O segundo problema é o do universalismo de muitas das pesquisas da área, ou seja, a pretensão de que uma pesquisa envolvendo alguns milhares de moradores dos Estados Unidos resulte em uma verdade universal sobre o funcionamento da mente humana – ou seja, pesquisas que não levam em conta a forma como diferenças culturais podem interferir em processos da mente, do aprendizado, das representações, ou seja, na forma de ver o mundo e de agir sobre ele.
O terceiro problema é a extrapolação, a partir de pesquisas em ambientes controlados, totalmente fora do contexto do dia a dia, de resultados sobre o funcionamento da mente. Como na pesquisa em que pedia-se às pessoas que escolhessem um botão para apertar; descobriu-se que “o cérebro” escolhia o botão alguns segundos antes de a pessoa se mover para apertar o botão. Daí para a conclusão de que não há livre-arbítrio e somos simplesmente movidos por determinismo cerebral é um pulo. Um pulo, na verdade, em que aquele que pula dá com os burros n’água.
É preciso ser justo e reiterar que nem toda psicologia é assim. Mas não se trata de uma generalização, e sim de características presentes numa enorme parte do discurso psicológico – e que temos que entender não apenas no âmbito científico e acadêmico, mas também político: como vimos na coluna passada sobre a noite em que senti pânico, a psicologia quando vira um discurso que privilegia o indivíduo e seus processos mentais (com ares de curinga) como explicação para toda a dinâmica social, são armas poderosas a serviço de toda uma visão do mundo. Afinal, o psicólogo é uma figura legitimada dentre as nossas imagens sociais. Pra sociólogo ninguém dá bola. Agora, pra psicólogo…

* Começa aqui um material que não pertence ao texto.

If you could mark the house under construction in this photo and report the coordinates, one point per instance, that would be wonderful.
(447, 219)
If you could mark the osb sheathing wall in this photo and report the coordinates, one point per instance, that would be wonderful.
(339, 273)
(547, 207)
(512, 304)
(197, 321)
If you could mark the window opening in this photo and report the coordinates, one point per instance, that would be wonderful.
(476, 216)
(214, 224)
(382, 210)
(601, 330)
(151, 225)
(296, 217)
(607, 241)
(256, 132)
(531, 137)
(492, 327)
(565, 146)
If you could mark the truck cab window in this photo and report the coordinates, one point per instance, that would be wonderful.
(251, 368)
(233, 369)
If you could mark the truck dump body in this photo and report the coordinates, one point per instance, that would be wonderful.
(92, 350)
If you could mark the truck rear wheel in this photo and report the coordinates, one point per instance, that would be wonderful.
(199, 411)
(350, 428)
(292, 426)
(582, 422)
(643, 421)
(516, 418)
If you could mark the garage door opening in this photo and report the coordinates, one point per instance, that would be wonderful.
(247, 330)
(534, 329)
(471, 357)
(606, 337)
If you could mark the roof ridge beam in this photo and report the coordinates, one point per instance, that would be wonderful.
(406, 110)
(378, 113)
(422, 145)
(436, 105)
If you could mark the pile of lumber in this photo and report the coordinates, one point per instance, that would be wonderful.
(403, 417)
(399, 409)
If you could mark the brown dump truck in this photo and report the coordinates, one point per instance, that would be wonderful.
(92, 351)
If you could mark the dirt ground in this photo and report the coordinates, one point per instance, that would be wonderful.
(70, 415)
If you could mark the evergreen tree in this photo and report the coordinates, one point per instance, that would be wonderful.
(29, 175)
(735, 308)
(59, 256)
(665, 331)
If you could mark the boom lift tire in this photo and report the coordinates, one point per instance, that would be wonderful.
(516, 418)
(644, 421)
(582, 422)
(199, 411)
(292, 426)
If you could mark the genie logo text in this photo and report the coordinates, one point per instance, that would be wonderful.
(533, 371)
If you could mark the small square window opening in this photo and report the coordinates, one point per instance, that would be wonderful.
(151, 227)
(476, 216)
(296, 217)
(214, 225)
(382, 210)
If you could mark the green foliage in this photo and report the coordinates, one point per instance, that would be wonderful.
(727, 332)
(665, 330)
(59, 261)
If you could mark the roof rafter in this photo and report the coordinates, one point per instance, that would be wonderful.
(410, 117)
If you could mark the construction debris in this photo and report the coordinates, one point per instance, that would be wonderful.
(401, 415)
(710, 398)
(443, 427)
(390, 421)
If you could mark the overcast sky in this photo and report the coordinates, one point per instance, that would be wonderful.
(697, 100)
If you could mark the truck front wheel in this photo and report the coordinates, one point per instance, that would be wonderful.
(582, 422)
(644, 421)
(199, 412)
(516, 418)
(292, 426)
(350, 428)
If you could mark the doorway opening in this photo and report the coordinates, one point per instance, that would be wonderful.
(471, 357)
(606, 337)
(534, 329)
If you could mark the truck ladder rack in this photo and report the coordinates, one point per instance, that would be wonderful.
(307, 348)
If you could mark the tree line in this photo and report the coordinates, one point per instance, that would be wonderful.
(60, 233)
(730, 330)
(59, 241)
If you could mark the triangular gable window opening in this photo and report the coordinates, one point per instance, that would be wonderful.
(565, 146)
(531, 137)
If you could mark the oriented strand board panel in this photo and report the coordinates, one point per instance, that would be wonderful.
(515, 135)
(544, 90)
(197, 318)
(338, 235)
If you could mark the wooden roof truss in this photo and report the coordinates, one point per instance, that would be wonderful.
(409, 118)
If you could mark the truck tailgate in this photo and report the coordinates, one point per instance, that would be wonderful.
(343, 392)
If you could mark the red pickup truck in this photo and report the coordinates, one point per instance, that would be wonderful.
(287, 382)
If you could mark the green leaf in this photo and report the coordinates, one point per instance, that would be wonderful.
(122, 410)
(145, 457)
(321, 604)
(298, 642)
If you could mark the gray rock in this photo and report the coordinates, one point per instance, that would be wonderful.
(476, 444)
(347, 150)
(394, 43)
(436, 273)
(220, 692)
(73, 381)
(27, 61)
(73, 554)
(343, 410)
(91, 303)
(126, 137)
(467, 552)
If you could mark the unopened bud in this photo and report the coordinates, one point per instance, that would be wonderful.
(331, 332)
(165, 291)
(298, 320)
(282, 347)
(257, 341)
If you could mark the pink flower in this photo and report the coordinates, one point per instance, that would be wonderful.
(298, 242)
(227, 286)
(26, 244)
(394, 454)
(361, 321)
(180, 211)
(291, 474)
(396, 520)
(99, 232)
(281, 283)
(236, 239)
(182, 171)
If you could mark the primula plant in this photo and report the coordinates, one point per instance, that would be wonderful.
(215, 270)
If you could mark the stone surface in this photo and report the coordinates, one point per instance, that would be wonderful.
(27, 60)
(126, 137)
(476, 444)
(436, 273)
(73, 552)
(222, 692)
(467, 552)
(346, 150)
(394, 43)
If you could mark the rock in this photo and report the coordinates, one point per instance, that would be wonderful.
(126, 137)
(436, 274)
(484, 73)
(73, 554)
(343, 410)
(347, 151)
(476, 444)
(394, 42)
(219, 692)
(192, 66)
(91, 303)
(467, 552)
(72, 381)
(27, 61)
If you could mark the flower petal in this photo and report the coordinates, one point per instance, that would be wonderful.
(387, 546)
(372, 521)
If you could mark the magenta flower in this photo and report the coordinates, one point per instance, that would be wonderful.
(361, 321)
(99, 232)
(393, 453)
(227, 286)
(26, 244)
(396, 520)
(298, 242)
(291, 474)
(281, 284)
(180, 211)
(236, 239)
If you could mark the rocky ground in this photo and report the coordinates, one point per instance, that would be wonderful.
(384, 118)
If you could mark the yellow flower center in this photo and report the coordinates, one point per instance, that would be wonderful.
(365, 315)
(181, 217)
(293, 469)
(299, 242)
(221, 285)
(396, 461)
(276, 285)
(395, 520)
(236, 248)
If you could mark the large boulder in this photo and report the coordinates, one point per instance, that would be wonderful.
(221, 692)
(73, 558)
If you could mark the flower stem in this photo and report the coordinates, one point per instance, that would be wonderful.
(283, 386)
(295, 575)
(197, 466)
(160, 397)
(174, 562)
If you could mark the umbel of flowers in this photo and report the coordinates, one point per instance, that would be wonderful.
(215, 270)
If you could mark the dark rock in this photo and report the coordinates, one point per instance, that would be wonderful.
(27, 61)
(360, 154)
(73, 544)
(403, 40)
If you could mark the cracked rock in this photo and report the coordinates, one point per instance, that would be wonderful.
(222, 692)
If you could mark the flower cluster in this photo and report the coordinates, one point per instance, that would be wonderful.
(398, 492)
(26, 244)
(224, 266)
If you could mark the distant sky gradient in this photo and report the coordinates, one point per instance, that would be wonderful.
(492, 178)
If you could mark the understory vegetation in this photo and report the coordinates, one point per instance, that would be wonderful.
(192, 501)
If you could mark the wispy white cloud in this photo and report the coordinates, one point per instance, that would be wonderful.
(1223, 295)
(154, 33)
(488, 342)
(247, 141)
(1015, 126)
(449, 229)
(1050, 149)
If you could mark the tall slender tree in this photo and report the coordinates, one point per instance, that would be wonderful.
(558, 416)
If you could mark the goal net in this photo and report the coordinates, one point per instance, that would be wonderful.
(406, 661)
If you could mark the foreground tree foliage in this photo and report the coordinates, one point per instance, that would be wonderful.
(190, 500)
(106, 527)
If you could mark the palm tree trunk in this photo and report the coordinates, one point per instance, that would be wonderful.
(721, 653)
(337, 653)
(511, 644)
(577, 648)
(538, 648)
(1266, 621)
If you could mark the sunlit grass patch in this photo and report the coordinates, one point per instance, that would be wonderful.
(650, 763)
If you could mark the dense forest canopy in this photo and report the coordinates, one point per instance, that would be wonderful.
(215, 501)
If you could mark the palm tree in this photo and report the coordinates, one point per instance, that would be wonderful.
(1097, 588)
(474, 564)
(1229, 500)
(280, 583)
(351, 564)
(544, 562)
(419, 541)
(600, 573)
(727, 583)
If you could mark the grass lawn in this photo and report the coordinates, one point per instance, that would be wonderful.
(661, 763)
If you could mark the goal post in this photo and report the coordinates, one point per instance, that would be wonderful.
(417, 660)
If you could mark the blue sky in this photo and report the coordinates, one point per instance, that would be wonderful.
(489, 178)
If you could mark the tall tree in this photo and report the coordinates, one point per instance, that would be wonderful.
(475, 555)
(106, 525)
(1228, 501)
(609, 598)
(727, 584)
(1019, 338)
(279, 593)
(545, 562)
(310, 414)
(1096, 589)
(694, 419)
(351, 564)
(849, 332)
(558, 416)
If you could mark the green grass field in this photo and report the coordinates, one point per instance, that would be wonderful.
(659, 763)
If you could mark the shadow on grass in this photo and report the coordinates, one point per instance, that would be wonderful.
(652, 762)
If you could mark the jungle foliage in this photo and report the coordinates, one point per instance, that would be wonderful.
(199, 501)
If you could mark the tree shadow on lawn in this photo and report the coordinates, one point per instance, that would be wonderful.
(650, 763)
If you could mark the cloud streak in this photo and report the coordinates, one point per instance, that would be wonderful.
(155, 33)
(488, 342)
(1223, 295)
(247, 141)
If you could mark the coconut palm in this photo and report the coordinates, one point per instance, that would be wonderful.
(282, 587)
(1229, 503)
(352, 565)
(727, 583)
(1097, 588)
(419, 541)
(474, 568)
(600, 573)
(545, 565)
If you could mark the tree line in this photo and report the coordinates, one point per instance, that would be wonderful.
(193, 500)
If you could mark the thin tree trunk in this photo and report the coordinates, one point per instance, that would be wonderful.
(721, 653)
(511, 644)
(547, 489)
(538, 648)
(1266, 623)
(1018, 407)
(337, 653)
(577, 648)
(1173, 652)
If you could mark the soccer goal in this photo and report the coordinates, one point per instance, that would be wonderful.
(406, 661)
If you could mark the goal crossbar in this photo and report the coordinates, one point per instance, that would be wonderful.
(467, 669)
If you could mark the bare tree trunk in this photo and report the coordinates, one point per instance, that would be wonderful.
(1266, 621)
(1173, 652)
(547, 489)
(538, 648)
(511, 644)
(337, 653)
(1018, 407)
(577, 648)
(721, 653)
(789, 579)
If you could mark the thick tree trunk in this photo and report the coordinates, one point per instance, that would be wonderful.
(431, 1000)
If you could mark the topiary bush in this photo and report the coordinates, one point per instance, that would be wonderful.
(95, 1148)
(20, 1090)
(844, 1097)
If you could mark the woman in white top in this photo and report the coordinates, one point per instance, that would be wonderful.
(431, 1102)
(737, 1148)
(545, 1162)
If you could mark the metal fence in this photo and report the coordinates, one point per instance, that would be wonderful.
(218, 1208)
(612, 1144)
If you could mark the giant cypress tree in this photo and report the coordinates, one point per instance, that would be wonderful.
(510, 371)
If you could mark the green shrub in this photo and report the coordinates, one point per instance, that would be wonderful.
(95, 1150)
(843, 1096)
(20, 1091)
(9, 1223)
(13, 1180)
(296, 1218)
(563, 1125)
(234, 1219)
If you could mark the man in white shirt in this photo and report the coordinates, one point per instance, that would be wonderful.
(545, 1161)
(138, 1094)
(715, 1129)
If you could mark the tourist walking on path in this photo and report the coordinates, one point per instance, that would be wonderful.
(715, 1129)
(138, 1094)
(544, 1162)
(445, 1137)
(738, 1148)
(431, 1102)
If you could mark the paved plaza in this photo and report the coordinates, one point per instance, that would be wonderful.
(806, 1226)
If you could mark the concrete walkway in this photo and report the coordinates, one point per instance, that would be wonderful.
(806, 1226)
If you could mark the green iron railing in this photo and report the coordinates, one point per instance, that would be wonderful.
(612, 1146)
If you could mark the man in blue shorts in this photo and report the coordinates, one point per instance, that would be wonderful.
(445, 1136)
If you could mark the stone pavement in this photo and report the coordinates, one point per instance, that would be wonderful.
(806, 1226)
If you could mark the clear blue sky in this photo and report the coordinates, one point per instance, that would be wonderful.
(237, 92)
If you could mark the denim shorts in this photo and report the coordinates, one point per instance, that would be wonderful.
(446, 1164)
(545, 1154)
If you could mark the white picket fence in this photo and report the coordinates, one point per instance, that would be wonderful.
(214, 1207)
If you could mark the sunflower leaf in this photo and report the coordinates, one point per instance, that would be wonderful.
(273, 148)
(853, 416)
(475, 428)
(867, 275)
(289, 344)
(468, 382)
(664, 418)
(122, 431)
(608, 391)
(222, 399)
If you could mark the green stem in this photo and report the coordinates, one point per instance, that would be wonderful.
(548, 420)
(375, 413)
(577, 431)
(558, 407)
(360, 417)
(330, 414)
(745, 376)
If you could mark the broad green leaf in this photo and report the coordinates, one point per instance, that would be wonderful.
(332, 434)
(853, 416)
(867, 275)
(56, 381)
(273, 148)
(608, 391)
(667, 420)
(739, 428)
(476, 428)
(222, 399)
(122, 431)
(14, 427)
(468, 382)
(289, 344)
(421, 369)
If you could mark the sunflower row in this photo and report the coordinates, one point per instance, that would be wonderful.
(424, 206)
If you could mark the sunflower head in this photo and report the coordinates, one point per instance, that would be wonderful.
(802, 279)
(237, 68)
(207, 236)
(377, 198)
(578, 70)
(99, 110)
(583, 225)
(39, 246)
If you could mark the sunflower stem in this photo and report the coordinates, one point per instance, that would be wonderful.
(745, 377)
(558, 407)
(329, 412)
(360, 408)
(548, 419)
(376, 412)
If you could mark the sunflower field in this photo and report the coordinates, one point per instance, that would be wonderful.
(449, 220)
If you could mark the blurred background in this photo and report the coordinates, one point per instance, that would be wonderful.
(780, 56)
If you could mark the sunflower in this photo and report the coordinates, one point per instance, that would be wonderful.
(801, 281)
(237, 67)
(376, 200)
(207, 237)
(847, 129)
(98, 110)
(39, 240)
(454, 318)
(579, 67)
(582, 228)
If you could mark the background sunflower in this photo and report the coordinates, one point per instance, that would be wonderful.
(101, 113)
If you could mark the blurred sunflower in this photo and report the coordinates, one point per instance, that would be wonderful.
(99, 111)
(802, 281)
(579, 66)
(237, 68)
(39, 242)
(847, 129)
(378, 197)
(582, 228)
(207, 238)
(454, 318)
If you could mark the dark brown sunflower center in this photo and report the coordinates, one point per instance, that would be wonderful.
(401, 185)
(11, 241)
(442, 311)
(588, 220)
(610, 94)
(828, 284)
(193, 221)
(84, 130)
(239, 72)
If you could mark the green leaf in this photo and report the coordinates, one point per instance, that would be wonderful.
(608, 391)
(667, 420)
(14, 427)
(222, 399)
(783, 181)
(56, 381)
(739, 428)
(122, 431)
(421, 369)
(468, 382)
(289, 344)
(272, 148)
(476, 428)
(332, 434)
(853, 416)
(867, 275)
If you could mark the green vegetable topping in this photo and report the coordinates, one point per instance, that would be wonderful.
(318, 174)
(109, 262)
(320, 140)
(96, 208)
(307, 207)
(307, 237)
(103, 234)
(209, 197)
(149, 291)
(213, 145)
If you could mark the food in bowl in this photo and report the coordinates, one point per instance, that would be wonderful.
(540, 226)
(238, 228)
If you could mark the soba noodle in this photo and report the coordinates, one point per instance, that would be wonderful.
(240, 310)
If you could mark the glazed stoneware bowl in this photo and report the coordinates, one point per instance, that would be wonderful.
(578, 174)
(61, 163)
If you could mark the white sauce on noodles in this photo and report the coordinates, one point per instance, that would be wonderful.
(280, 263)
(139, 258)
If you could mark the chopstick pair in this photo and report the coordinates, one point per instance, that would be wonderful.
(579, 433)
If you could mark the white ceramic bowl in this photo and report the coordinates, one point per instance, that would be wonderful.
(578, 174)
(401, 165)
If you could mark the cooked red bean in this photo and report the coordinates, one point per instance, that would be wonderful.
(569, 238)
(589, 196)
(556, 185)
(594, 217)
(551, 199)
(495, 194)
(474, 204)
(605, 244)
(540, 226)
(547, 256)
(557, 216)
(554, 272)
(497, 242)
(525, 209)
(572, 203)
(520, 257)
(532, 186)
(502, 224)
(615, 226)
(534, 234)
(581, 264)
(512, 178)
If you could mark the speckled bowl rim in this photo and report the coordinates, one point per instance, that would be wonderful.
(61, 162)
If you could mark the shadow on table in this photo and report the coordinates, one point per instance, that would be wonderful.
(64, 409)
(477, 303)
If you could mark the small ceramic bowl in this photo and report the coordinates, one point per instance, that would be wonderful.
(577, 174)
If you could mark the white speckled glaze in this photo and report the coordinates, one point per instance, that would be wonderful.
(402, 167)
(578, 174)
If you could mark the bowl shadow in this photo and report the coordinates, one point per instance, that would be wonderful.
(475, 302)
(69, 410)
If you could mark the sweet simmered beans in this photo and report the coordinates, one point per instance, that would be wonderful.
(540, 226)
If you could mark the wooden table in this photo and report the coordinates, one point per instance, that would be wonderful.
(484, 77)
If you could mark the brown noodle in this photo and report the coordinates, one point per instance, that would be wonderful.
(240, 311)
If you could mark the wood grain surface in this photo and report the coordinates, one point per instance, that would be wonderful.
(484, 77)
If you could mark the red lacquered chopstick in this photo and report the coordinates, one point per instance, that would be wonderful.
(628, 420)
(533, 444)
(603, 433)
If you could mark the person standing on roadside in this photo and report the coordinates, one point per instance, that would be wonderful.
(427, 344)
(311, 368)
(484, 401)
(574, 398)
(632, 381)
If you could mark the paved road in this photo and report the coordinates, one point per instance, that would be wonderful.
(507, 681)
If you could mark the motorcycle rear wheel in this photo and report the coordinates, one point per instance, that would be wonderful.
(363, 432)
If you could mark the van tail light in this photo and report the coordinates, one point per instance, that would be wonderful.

Mas os fenômenos que a psicologia estuda são interessantes, e isso torna o seu espírito, a sua visão, indispensáveis: na verdade a sociologia fica pobre sem ela, tanto quanto acho que ela fica pobre sem a sociologia. A sociologia de Bourdieu, por exemplo, passa pelo estudo não apenas do que a cultura faz com o indivíduo, mas também daquilo que o indivíduo faz com a cultura. Fica até meio sem sentido ajudar a reforçar as divisões entre as disciplinas – para parafrasear a frase tantas vezes já parodiada, a psicologia será social… Ou não será nada.